Many people are intimidated by the thought of attempting to make baklava, mainly because they’re not familiar with working with phyllo. It’s actually one of the easiest pastries to make and I often whip up a tray when I want to make something without too much fuss.

Baklava is so special it’s even mentioned in my novel, Evanthia’s Gift. Here is an excerpt:

           As the weeks went by, the change in Sophia could not be suppressed. She was lighter, happier and her eyes had a more dreamy quality to them. Whatever her task, it reflected the love that was bursting from the depths of her soul. Her bouquets at the flower shop were the most beautiful and creative work she’d ever fashioned. For Valentine’s Day she baked a delicious batch of baklava, while daydreaming how Dean would lick the sticky phyllo and walnuts off her fingertips, and she would kiss the rest of the honey off his irresistible lips. At the dance studio, she lost herself in romantic love songs, staying after class to choreograph pieces to the music that expressed her love for him. But it still bothered her that Dean wanted to keep their relationship a secret.

~ Baklava ~

 Filling

1 pound finely chopped walnuts

½ cup sugar

1 tablespoon cinnamon

Pastry

1 package phyllo dough

1½ cups melted unsalted butter

Syrup

1½ cups honey

2 cups sugar

2 cups water

Orange rind and 2 tablespoons juice from orange

2 cinnamon sticks

*Don’t be intimidated by the phyllo. It does dry fast so you need to work quickly. Most bakers like to cover it with a damp towel. That method doesn’t work for me. I find the sheets of phyllo get stuck together. I just keep some Saran wrap on top to keep it from drying. The regular long size phyllo is great when I double the recipe and make a large pan. (The size of a full size sterno pan) If you find the shorter phyllo sheets, a 9x 13 pan works perfectly. I use a Pyrex baking dish and it works beautifully.

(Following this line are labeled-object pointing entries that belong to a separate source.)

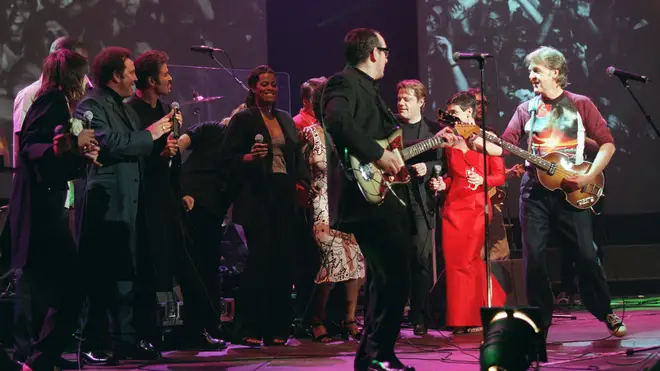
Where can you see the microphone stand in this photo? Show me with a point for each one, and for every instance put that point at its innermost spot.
(489, 288)
(231, 73)
(624, 81)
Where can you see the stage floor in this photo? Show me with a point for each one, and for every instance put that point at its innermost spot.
(580, 344)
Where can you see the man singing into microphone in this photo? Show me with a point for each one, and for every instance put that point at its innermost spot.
(165, 205)
(421, 205)
(112, 222)
(558, 120)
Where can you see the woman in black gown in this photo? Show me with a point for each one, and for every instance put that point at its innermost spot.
(53, 150)
(263, 153)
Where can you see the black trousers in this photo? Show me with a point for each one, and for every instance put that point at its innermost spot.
(385, 244)
(197, 271)
(263, 309)
(120, 313)
(421, 274)
(50, 299)
(541, 213)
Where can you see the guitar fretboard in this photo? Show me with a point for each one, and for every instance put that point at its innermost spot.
(421, 147)
(526, 155)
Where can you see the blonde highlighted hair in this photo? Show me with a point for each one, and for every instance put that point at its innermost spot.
(552, 59)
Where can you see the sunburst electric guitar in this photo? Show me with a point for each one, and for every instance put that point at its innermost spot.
(552, 169)
(374, 182)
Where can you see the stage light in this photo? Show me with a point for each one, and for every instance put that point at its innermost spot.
(513, 339)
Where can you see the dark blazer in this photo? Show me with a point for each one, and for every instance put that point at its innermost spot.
(354, 115)
(202, 171)
(252, 178)
(108, 196)
(162, 199)
(39, 228)
(420, 190)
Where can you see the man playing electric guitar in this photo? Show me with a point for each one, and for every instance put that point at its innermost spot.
(559, 121)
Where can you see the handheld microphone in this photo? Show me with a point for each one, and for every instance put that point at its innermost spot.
(175, 123)
(625, 75)
(88, 115)
(436, 173)
(205, 49)
(436, 170)
(458, 56)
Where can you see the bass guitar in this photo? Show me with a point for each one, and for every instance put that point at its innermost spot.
(552, 170)
(375, 183)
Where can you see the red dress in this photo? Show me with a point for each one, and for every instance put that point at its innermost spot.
(463, 238)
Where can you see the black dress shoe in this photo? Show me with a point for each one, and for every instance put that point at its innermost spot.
(145, 351)
(97, 358)
(420, 330)
(212, 342)
(374, 365)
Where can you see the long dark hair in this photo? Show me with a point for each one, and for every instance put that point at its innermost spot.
(251, 100)
(65, 70)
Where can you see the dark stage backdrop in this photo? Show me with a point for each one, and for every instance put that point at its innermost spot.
(592, 35)
(305, 39)
(28, 27)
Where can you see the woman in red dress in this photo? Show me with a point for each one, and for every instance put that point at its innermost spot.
(463, 223)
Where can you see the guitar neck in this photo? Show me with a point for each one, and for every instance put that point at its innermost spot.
(526, 155)
(421, 147)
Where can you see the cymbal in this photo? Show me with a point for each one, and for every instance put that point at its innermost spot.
(200, 99)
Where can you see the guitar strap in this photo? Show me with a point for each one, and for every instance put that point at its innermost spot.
(334, 159)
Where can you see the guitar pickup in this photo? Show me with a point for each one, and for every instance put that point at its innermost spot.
(585, 201)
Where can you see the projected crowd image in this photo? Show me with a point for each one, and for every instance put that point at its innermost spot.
(591, 34)
(28, 27)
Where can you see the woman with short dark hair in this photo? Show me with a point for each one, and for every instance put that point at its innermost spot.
(262, 152)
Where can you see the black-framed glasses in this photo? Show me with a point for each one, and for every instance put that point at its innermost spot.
(384, 50)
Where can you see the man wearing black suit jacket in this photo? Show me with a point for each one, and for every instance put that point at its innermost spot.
(111, 224)
(422, 208)
(171, 253)
(354, 116)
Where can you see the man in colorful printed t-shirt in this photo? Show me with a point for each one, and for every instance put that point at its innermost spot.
(561, 121)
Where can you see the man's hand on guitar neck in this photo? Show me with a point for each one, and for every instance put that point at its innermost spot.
(578, 182)
(390, 162)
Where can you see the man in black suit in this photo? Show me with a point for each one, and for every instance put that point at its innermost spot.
(171, 253)
(354, 116)
(422, 208)
(43, 249)
(111, 223)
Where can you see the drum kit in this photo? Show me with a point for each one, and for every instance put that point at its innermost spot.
(196, 102)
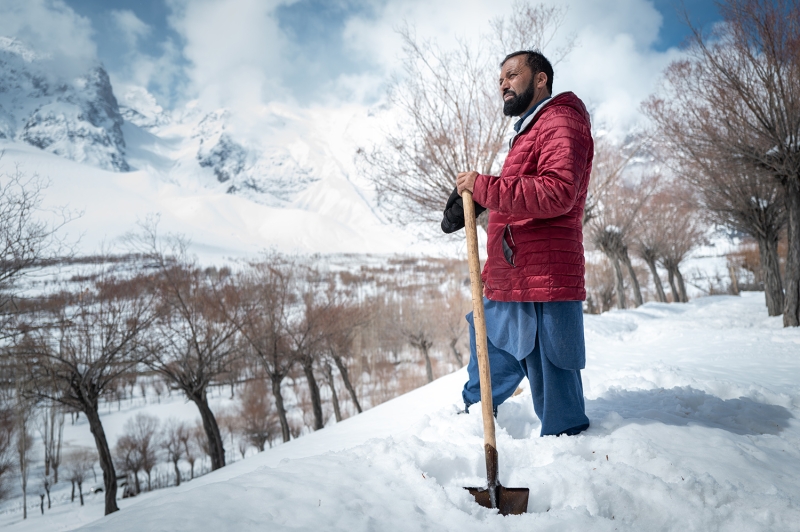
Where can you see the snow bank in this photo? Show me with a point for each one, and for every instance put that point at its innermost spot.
(694, 426)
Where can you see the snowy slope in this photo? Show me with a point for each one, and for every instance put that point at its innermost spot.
(694, 427)
(235, 183)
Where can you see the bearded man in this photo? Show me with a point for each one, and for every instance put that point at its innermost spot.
(534, 274)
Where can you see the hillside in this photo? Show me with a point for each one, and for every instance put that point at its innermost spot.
(694, 426)
(277, 178)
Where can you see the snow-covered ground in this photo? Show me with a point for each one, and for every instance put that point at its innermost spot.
(694, 427)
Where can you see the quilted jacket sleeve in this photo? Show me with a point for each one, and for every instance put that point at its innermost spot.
(563, 141)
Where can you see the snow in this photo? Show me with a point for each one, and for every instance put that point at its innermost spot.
(220, 225)
(694, 427)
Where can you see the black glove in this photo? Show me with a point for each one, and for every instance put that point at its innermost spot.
(453, 218)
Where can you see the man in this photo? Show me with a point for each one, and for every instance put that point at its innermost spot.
(533, 277)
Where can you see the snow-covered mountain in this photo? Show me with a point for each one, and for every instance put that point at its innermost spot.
(74, 118)
(234, 183)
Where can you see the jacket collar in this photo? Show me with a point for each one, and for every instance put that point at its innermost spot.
(529, 120)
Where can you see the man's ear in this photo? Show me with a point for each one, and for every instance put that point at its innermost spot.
(541, 80)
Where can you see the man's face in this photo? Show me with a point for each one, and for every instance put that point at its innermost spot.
(519, 86)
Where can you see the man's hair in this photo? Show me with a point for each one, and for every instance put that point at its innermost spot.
(537, 63)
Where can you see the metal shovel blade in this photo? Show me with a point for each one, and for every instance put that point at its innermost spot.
(510, 501)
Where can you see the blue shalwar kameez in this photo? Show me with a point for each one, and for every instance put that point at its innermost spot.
(541, 341)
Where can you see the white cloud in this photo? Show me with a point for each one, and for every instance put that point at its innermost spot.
(235, 49)
(51, 28)
(612, 69)
(131, 27)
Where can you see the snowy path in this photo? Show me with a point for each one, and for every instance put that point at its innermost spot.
(694, 427)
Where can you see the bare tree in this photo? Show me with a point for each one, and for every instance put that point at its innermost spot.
(259, 422)
(75, 352)
(173, 441)
(649, 241)
(51, 430)
(451, 114)
(25, 240)
(7, 445)
(47, 485)
(141, 434)
(186, 438)
(129, 461)
(736, 97)
(741, 198)
(194, 342)
(268, 294)
(683, 231)
(610, 230)
(305, 336)
(600, 286)
(343, 321)
(24, 444)
(79, 462)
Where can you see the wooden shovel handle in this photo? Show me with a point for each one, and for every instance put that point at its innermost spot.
(481, 342)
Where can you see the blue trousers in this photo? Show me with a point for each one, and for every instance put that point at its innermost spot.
(557, 393)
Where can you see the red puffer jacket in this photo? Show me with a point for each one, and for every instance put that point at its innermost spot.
(535, 247)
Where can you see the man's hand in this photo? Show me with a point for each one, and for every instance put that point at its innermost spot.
(466, 181)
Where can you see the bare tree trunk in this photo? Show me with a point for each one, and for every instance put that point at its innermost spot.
(334, 397)
(313, 388)
(770, 265)
(59, 440)
(681, 285)
(676, 298)
(215, 448)
(345, 377)
(734, 280)
(428, 367)
(620, 283)
(106, 461)
(637, 291)
(651, 263)
(791, 305)
(276, 391)
(456, 353)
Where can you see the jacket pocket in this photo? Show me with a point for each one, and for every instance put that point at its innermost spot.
(508, 246)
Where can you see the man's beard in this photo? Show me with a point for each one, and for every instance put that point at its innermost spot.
(517, 105)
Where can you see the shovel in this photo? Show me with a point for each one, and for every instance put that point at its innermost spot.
(510, 501)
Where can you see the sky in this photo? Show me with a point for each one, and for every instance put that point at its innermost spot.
(243, 53)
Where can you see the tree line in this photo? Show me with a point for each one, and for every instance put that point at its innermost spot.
(722, 146)
(357, 336)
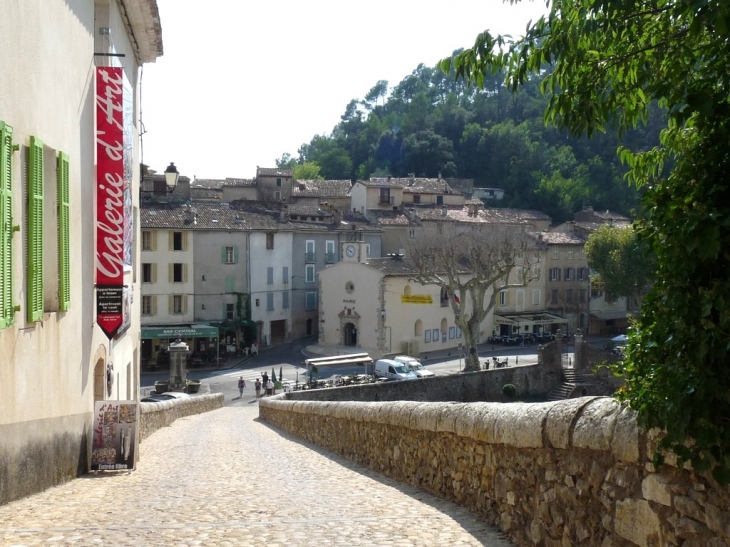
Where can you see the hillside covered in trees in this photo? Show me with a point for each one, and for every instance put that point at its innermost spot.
(431, 123)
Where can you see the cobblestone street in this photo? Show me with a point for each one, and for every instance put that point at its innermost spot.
(225, 478)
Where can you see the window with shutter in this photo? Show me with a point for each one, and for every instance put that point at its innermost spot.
(64, 241)
(35, 230)
(6, 227)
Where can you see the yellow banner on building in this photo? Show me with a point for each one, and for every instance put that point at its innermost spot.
(416, 299)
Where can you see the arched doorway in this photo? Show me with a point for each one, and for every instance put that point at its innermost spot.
(350, 334)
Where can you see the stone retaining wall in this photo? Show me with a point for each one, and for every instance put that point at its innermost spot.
(575, 472)
(153, 416)
(486, 385)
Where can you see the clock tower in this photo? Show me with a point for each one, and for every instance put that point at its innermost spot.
(353, 251)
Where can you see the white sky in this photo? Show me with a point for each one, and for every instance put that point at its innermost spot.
(243, 81)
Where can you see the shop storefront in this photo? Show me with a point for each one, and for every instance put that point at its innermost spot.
(527, 324)
(203, 341)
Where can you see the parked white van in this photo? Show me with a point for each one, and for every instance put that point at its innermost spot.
(393, 370)
(414, 365)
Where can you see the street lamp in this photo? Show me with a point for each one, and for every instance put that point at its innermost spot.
(171, 177)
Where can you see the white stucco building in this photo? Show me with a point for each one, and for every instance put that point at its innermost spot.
(56, 359)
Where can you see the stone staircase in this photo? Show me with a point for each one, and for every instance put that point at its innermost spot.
(571, 379)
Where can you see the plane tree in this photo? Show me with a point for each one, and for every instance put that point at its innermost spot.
(619, 260)
(604, 63)
(472, 265)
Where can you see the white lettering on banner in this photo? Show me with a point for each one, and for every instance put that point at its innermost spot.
(111, 261)
(113, 151)
(113, 90)
(111, 188)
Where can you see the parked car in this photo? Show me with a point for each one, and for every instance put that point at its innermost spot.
(414, 365)
(393, 370)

Combine the filling ingredients in a bowl and set aside.

Brush the inside of the pan with some melted butter to coat. Lay two phyllo sheets in the pan. Brush the phyllo with butter using a pastry brush. Repeat three times. The bottom layer will have eight sheets in all. Spread one third of the filling onto the phyllo. Lay two sheets on top of the filling and brush with melted butter. Repeat two more times. Spread another third of the filling on the phyllo. Lay two sheets of phyllo and brush with melted butter. Repeat two times. Spread the last third of filling on the phyllo and cover with two sheets of phyllo. Repeat three more times. The top and bottom layers should have eight sheets. The layers in between the filling should have six sheets and there should be three layers of filling.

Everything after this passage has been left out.